Whatever the legends say, I’m pretty sure that’s where I became – well, me. When language was born. Language in the sense you use it now is fundamentally intertwined with mortal consciousness – I’m not sure where one begins and the other ends. And before anyone starts mumbling at me about different types of languages, I’m talking about me. My gig is words, and I fully accept there are different types of language. It’s entirely possible Urania was there the first time someone tried to decide how to distribute thirteen fruits among four children and invented division. You’d have to ask her.

There’s no contradiction in the stories. To say that memory is the mother of language is a tautology. Understanding the world is all about remembering and recognising patterns, and using patterns to communicate is the basic definition of language.

And Zeus? Well, he’s the spark. No pun intended. Though I’m not sure he understands quite what the Muses have become over the centuries. I mean, he ordered us back to Earth as if we weren’t always here.
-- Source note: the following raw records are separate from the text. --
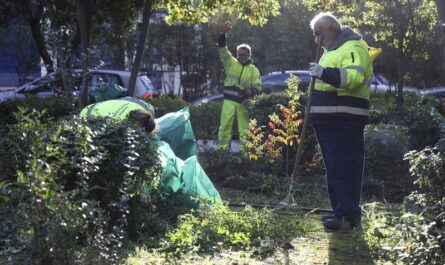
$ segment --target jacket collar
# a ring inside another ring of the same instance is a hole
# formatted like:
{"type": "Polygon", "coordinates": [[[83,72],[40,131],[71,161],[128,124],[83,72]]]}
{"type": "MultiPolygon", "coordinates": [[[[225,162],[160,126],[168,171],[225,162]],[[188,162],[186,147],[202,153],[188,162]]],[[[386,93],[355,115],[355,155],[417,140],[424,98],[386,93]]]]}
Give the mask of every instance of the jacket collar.
{"type": "Polygon", "coordinates": [[[340,34],[338,34],[337,38],[327,49],[328,51],[333,51],[343,45],[343,43],[350,40],[359,40],[362,38],[360,33],[355,32],[348,26],[342,26],[340,34]]]}

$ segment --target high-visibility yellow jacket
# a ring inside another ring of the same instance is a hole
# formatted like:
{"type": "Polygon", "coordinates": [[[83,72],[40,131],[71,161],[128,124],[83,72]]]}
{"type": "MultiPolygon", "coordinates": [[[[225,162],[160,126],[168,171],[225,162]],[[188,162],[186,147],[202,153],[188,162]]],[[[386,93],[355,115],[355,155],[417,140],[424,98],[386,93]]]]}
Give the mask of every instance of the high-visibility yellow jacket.
{"type": "Polygon", "coordinates": [[[369,119],[369,84],[373,67],[361,35],[349,27],[343,27],[319,64],[324,70],[311,91],[311,120],[366,123],[369,119]]]}
{"type": "Polygon", "coordinates": [[[224,99],[233,100],[241,103],[246,98],[244,91],[255,88],[261,91],[260,71],[252,64],[250,60],[247,64],[241,64],[227,47],[219,48],[219,58],[224,65],[226,78],[224,79],[224,99]]]}
{"type": "Polygon", "coordinates": [[[132,110],[138,109],[145,109],[151,111],[154,114],[153,106],[148,104],[147,102],[137,98],[123,97],[88,105],[82,109],[82,111],[80,112],[80,117],[112,117],[116,120],[123,121],[128,118],[128,114],[132,110]]]}

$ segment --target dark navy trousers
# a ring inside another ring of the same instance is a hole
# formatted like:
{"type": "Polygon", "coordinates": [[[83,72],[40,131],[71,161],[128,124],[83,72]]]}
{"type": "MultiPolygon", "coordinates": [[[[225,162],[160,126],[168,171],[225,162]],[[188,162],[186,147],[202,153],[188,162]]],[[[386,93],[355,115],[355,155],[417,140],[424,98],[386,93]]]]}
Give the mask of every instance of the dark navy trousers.
{"type": "Polygon", "coordinates": [[[334,214],[340,217],[360,215],[364,125],[347,121],[315,123],[314,130],[323,155],[334,214]]]}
There is a fundamental difference between Gods and Muses that I am not really sure Father dearest has grasped.

(Yes, another post bashing Zeus. Sue me. My lawyer is Demeter. Well probably, she might have had enough of me after the recent…incident).

As I was saying…there is a fundamental difference, and it is culture.

Ok, that sounds a lot like I’m throwing shade, and I am, but not in the way you think.

Look – Gods are, in essence, personifications of some aspect of the world or some function of society. You have Hermes. He’s the messenger. Athena the warrior. Artemis the huntress. Chloris. Dinlas…uh…Eros, I guess, but he’s having a rough couple of millennia. Poseidon gives sailors a frame to understand the sea. And so on.

You have Zeus and Hera – calling them the Father and Mother is no coincidence. Zeus is the beard in the sky, what the kids these days call patriarchal authority personified. He punishes – and chooses favourites. Not as much punishment as the old days, we clearly have a kinder, mellower Zeus around.

I’m not going to start rambling about power structures, I promise. Or not today. The point is that they are representations, or personifications. Their gift to humans is that they show them how to be whatever they are. Athena shows how to be a great warrior – and that means different things in different contexts.

A personification is an example. A demonstration. How do you be this, how do you do that, how do you love, hate, what does this sort of perfection look like, how is that sort of value expressed.

Gods show mortals how to be like them. Want to be a warrior? Shrine of Athena, on the left, here’s some stories, here are the virtues you embody.

But muses aren’t like that.

We are inspirations. We aren’t a creature whose exploits provide an exemplar of some virtue (or vice, for that matter) as some sort of object lesson for mortals.

Muses help mortals to be something new.

And oh my, have you become something new.

And that is where culture comes from. And for a few thousand years, you’ve been busily doing that with a bit of nudging here and there from the muses – I mean look at Urania, she’s happy as a clam. Designing spacecraft! I mean sure, why not? The logical extension of astronomy is to go have a good look close up.

And that’s the other secret. Culture isn’t a gift you can give, it’s a structure. It’s built, word on word and idea on idea. You can give them an idea, inspire them to gaze at the stars – but it’s a thousand steps later that a foot lands on the moon. And muses don’t take those steps.

We hold your hands while you do it yourselves.